Several mechanisms are thought to be playing a role in the development of post–cardiovascular surgery renal dysfunction. Release of reactive free oxygen radicals and neutrophil activation leading to increased levels of tumor necrosis factor-
and interleukin-8 are known to contribute to this renal dysfunction along with other factors such as hypovolemia, ischemia-reperfusion, neurohumoral activation, and aortic cross-clamping [11, 30]. In experimental studies, NAC has attenuated renal dysfunction through different anti-inflammatory and antioxidant effects such as antagonism of tumor necrosis factor-
and inhibition of the vascular cell adhesion molecule expression [30]. In radiocontrast nephropathy, NAC has been demonstrated to provide renal protection by acting as an antioxidant and arteriolar vasodilator through the nitrous oxide pathway [31]. Furthermore, NAC has been shown to prevent cardiopulmonary bypass pump–induced inflammatory response [32]. Despite these positive experimental and clinical findings, it is intriguing to see NAC was not found to be beneficial in the prevention of renal dysfunction in cardiovascular surgical setting. There may be several possible explanations for this. Mechanisms other than those inhibited by NAC possibly contribute more toward the pathogenesis of post–cardiovascular surgery acute renal failure. Antioxidant and vasodilatory actions of NAC are not enough to negate these other mechanisms. Although our review included studies involving NAC doses well above those used for radiocontrast nephropathy prevention [33], the optimal dose of NAC needed to prevent post–cardiovascular surgery renal dysfunction is unknown and may well be much higher than used so far in any study.

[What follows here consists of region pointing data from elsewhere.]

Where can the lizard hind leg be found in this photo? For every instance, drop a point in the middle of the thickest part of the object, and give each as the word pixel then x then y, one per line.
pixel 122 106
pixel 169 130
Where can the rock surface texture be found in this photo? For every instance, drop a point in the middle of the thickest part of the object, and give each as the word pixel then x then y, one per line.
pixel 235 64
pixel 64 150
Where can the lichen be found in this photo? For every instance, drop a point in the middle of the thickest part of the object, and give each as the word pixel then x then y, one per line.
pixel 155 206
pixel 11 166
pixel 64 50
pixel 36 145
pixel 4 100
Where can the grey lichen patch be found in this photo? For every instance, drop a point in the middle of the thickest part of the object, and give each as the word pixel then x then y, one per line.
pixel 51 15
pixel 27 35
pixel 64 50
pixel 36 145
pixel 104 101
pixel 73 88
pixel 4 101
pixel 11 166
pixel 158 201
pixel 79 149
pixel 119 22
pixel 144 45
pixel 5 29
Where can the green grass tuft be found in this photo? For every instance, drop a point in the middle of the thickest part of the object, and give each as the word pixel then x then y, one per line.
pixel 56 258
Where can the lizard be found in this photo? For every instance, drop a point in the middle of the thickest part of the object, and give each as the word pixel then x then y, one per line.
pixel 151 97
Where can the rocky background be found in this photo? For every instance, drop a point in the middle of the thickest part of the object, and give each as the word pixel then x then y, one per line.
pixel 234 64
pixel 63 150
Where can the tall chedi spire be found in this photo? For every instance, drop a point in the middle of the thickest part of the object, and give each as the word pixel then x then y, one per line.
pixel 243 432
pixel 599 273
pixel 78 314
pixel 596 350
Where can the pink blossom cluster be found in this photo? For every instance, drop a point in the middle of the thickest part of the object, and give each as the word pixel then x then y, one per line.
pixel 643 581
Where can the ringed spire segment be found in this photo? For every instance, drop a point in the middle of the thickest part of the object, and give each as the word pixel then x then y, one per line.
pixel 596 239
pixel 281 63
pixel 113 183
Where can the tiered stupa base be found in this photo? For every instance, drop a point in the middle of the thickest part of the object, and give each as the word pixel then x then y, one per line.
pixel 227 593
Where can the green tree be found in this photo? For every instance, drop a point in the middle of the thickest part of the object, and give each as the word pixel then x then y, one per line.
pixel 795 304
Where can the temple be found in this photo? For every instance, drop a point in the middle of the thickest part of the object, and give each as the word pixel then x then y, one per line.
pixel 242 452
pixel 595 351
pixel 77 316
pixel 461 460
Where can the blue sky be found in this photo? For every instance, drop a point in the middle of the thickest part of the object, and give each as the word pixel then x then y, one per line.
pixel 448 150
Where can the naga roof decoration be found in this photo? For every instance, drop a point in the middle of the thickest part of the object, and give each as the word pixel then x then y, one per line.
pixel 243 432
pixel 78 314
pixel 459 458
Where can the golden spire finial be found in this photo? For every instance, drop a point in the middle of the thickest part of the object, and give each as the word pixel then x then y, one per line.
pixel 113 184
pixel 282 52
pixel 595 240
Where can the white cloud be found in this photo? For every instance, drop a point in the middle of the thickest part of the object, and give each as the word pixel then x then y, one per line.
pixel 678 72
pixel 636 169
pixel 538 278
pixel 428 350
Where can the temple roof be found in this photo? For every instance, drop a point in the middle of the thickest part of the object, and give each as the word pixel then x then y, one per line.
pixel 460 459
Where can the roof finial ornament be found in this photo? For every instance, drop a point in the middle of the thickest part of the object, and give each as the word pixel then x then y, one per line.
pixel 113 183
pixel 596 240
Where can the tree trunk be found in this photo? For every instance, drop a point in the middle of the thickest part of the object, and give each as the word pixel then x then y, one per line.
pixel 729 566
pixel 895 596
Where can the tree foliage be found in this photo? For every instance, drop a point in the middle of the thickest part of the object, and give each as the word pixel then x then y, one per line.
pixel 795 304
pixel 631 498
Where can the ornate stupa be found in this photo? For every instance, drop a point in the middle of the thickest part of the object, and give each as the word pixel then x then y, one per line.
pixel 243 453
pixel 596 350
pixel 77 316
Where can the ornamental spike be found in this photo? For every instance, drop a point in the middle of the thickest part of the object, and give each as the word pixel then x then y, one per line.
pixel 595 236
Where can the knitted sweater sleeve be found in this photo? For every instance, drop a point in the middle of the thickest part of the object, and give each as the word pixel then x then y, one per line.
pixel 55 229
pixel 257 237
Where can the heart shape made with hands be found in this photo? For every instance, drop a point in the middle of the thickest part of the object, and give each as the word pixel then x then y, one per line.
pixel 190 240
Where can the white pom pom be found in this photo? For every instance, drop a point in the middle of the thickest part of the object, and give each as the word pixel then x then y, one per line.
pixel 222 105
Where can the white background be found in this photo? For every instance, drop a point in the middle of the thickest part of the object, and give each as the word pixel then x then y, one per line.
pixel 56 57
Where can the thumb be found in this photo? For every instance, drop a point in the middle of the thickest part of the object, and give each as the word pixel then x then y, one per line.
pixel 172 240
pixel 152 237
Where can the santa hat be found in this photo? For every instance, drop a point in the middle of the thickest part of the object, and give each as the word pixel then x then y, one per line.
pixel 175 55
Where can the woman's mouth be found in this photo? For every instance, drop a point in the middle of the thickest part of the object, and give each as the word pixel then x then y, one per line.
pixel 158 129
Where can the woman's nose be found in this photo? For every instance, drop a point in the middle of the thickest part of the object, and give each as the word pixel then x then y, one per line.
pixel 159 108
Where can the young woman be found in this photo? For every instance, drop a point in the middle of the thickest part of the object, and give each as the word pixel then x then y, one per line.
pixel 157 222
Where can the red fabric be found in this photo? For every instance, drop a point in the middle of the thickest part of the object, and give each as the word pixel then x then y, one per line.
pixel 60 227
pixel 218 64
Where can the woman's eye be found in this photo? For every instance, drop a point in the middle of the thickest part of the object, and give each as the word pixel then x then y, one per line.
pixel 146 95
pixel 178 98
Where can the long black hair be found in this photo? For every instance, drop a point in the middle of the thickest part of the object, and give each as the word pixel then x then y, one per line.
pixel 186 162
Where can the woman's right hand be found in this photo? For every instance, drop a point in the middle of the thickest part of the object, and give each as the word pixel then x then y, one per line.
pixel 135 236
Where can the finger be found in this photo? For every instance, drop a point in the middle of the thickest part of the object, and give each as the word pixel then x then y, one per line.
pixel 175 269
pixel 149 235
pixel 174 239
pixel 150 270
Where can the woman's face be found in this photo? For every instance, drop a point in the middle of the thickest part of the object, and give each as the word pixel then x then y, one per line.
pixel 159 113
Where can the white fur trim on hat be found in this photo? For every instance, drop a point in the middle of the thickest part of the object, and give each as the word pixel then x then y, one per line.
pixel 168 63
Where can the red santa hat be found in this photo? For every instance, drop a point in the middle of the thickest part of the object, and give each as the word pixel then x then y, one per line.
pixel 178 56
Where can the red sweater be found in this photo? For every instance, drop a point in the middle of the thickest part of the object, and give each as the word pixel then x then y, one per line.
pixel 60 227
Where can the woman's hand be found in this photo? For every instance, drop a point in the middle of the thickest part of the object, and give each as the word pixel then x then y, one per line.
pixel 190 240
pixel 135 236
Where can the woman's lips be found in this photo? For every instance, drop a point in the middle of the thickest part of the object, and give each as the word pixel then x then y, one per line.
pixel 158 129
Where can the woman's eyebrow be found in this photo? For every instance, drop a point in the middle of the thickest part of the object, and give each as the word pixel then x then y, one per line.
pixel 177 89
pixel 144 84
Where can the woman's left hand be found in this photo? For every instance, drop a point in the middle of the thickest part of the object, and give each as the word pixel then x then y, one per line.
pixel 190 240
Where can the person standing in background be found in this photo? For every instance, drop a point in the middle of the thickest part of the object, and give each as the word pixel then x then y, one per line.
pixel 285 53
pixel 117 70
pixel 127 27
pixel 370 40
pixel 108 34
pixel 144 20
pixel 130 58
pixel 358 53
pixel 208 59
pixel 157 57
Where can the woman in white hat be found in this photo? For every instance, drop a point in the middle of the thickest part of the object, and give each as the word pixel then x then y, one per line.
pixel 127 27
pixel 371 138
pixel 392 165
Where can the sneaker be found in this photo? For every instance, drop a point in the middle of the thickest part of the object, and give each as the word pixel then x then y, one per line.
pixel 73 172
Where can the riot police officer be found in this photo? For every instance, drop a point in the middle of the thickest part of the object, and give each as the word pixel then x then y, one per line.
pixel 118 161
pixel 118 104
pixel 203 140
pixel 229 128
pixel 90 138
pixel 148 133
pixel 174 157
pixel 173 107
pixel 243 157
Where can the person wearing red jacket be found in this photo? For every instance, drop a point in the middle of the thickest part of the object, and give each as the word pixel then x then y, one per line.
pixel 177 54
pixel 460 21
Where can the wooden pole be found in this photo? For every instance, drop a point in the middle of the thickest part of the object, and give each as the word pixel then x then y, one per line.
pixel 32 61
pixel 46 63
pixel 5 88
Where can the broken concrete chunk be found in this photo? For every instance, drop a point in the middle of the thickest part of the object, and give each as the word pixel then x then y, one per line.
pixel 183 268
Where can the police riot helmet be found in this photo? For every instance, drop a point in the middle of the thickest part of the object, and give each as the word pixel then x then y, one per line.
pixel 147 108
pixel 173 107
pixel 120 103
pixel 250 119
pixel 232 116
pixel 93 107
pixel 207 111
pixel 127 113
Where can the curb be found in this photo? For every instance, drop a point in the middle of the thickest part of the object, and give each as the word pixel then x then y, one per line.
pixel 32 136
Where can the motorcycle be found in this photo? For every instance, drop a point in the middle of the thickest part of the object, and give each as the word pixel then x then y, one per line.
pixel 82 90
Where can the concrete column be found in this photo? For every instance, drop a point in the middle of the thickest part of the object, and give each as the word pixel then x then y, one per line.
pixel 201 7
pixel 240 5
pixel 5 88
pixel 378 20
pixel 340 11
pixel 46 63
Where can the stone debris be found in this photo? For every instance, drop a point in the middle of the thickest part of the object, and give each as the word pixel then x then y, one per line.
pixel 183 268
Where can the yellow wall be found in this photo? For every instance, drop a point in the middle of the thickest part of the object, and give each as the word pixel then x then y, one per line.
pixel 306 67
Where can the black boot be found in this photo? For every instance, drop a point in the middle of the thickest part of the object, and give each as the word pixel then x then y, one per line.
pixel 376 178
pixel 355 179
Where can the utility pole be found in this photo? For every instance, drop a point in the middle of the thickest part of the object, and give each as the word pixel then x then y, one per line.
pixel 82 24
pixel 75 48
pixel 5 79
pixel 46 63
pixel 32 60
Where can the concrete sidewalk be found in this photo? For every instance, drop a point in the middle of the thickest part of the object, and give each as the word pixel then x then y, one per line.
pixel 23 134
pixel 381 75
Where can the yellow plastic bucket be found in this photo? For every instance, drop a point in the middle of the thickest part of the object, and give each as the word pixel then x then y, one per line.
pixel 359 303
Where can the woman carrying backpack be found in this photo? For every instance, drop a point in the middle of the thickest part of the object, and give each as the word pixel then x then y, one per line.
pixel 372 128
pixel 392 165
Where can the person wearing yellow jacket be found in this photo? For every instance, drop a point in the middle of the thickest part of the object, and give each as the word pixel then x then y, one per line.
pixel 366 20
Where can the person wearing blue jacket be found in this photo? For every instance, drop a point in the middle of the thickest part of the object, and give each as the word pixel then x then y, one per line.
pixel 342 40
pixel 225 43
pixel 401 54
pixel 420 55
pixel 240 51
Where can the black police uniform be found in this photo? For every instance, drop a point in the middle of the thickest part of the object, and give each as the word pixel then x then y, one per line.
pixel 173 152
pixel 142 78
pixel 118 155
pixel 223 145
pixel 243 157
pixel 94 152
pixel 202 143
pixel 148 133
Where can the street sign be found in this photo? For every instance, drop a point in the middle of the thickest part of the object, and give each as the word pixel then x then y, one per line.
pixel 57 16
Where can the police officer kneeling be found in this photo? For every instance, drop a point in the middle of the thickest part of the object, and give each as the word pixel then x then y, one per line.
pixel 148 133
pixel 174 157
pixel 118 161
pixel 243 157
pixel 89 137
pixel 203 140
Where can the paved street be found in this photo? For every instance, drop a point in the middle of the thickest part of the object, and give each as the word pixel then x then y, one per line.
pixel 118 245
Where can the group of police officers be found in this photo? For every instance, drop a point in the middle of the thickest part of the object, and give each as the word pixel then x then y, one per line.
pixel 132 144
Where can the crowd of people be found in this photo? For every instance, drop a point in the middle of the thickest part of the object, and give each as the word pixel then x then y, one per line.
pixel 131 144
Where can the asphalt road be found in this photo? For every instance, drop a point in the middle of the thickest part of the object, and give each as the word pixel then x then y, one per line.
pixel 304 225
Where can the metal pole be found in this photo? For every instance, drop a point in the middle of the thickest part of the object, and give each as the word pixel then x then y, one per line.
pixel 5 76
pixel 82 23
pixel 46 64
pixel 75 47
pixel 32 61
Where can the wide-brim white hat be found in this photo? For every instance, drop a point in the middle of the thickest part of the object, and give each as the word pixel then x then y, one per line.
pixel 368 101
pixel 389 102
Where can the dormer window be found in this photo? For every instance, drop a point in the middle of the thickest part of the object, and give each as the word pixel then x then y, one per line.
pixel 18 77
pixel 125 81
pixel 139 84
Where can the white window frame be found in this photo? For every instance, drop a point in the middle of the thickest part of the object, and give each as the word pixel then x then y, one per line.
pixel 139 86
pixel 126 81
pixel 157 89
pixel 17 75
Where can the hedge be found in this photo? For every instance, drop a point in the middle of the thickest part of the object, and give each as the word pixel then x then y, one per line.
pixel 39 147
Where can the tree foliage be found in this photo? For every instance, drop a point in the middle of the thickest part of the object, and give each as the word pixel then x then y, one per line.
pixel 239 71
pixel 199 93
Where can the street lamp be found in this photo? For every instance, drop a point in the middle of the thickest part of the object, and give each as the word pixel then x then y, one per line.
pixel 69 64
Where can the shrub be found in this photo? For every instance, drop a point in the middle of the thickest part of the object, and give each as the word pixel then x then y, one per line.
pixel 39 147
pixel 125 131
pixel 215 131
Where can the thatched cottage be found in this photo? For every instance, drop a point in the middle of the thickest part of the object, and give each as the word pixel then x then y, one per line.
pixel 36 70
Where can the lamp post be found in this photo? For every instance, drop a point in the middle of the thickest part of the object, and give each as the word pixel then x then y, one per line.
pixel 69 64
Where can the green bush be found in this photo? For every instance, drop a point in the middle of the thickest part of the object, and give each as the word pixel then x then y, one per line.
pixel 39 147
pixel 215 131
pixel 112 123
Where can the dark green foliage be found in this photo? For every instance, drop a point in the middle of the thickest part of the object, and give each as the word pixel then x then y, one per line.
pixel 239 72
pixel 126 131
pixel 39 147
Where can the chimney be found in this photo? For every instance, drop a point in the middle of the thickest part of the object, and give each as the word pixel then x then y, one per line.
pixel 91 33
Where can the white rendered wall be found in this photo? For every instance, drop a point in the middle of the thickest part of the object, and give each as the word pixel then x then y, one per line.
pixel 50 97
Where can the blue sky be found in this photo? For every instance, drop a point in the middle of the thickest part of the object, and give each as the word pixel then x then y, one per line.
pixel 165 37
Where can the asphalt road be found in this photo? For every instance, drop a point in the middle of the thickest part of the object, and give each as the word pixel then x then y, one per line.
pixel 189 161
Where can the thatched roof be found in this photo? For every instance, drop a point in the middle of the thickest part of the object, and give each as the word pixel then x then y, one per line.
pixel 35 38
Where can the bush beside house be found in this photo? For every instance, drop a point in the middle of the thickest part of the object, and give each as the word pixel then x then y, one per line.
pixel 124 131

The route of administration of NAC might have played role as bioavailability of oral NAC may be unpredictable in the perioperative setting. In subgroup analysis, however, we did not observe any benefit from intravenous NAC preparations.
Our systematic review has limitations. Some of the studies included patients undergoing cardiac surgery using off-pump technique and that could have attenuated the potential beneficial effects of NAC as cardiopulmonary bypass pump is known to induce a significant inflammatory response, which has been previously shown to be reduced by NAC [32]. In fact, Sisillo and colleagues [26] reported in their study that the use of NAC was associated with statistically significant reduction in acute renal failure when analysis was restricted to patients who underwent cardiac surgery using on-pump technique. However, NAC was not consistently beneficial in studies that specifically excluded patients who underwent cardiac surgery using off-pump technique. Individual study definitions of acute renal failure were not reported in some studies and varied among those that reported them, and that reduces the validity of the meta-analytic estimate for this outcome. Future studies related to acute renal failure should use standard definitions such as the one proposed by the Acute Kidney Injury Network [34]. The outcomes considered in our review were not necessarily the primary outcomes of interest to the study authors, and hence, the included studies were underpowered to detect any significant difference, especially for outcomes such as acute renal failure requiring dialysis and mortality. For definitive evaluation of outcome such as acute renal failure requiring dialysis, the sample size required will be approximately 2,400 (two-sided alpha 0.05, 80% power) [35]. Because the required sample size is large, it is unlikely that a future single randomized controlled trial will be able to address the role of NAC in this setting, and the findings of our comprehensive review provide the best available evidence to address its role in the prevention of post–cardiovascular surgery renal dysfunction.
In conclusion, overall analysis of the existent literature shows that the perioperative use of NAC is not beneficial in the prevention of post–cardiovascular surgery acute renal failure, and the routine use of NAC for this indication should be avoided.